Gender Vulnerability in India as per states – A research study
An organization named Plan International recently published ‘Gender Vulnerability Index Report (Volume 1) – Plan for Every Child’. The organization has assessed gender vulnerability through prevalence of poverty, illiteracy, health and survival challenges, cultural, social practices, (lack of) safety and protection in the context of urban and rural vulnerability, policy framework and implementation. The amazing quality about the report is that it does not make blanket statements about gender vulnerability or protection. Every state has reported strong and weak areas that would help policy makers and state level stakeholders to take action in strengthening the systems. As per the average state wise ratings of the report, Goa is the least vulnerable state and Bihar is the most vulnerable. Chhattisgarh has been rated in the mid range of vulnerability.

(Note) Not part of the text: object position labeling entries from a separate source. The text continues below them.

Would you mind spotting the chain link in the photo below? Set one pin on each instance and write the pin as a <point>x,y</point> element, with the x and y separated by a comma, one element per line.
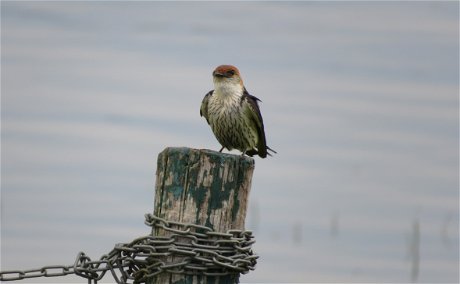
<point>173,247</point>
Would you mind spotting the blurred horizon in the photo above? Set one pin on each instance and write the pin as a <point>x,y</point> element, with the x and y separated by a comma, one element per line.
<point>359,99</point>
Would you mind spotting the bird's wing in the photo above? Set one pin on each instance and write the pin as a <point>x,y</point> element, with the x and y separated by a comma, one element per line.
<point>253,112</point>
<point>204,106</point>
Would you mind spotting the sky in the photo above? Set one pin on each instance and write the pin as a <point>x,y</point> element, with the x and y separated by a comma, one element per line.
<point>359,99</point>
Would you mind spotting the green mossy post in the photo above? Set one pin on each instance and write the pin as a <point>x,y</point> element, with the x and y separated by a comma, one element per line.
<point>202,187</point>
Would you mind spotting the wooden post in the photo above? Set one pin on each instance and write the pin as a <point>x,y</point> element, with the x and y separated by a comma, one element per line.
<point>202,187</point>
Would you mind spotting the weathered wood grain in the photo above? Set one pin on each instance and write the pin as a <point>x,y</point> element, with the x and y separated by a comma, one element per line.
<point>202,187</point>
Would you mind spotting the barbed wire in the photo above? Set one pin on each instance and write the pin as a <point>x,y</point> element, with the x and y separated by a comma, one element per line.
<point>173,247</point>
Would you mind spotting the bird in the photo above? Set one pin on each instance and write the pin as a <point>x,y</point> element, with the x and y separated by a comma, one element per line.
<point>234,114</point>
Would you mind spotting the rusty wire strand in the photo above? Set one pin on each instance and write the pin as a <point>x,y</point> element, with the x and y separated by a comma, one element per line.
<point>173,247</point>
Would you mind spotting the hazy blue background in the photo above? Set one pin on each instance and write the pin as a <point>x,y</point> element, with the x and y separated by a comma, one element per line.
<point>360,99</point>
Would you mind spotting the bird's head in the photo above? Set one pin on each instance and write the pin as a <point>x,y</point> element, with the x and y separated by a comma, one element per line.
<point>227,75</point>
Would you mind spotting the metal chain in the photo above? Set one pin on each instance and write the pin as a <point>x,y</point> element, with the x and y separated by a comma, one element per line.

For Education, Himachal Pradesh has been rated the best for gender inclusion and Delhi has been rated as the worst. Gujarat has been rated in the mid range. For Health, Kerala has been rated as the best, Bihar as the worst and Himachal Pradesh in the mid range. For Poverty, Manipur has been rated as the best for involvement of women in economic progress, Bihar has been rated as the worst and Himachal Pradesh is in the mid range. For protection against human rights violation, Goa has been rated as the best, Uttar Pradesh is the worst and Assam is in the mid range.

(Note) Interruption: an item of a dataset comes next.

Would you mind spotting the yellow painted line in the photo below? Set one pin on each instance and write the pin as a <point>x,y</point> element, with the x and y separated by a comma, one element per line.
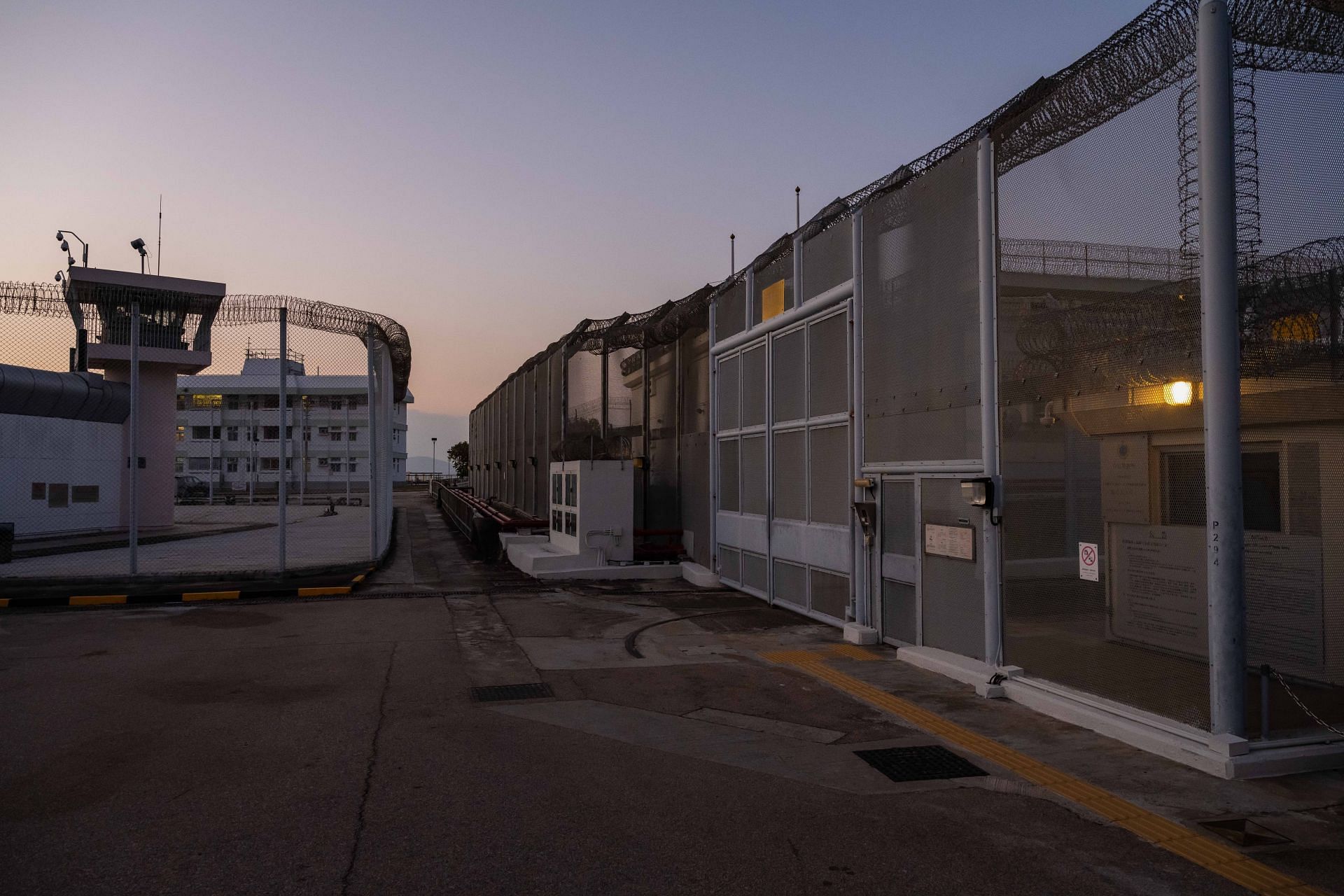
<point>1175,839</point>
<point>210,596</point>
<point>320,593</point>
<point>90,599</point>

The report is based on secondary research data collection and the sources were Census 2011, National Family Health Survey IV, Health Management Information System, District Information for School Education, Rapid Survey on Children, Annual Economic Survey, Annual Survey on Education report and National Achievement Survey. The indicators for the research were India Child Rights Index, Digital Gender Atlas for Girls’ Education in India, Women Empowerment Index, Health Outcomes Index, School Education Quality Index, Gender Parity Index, Gender Inequality Index, Human Development Index and Multi-Dimensional Poverty Index. The research was carried out independent of other organizations (private and government) and analyzed gender well-being based on education, health and survival, poverty and protection as overarching headers.

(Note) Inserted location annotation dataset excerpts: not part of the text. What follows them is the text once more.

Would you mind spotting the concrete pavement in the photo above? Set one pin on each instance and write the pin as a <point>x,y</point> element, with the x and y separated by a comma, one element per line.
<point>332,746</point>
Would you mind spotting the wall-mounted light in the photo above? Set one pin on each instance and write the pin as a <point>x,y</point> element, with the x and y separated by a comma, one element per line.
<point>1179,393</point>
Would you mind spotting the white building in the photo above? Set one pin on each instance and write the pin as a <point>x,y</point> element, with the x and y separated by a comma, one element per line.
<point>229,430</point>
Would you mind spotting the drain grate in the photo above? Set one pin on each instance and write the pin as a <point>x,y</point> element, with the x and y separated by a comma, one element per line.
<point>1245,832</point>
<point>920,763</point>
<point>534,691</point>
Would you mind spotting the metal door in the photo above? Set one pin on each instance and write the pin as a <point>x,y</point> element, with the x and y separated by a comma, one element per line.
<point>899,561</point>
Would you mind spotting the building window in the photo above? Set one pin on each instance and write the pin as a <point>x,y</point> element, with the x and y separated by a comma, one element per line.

Keeping in mind, the gender vulnerability aspect, the Centre for Social Research in association with the Hanns Seidel Foundation (HSF) initiated the Safe Cities Project. As part of the project, CSR undertook trainings of the Police Officials in the states of Karnataka, Jammu & Kashmir, Manipur and Pondicherry. The gender sensitization training seeks to understand the problems faced or pre-empted by the police officials (communication and outreach given the legal complexities) and optimization of limited legal resources to sensitively handle survivors and their cases. From the perspective of survivors, the training would undertake dialogue on non-reporting of crimes by the survivor or the survivor withdrawing legal statements in registered cases / crimes. Prima facie, there might be a possibility that the survivor and the victim find themselves lacking alternatives for better ways to acquire justice. This possibility not only has to be investigated but also rectified. It is with the intention to ensure stakeholder collaboration and improve response mechanism that CSR is working with the legal enforcement agencies and various stakeholders at the state level to make cities and states safer for all the citizens.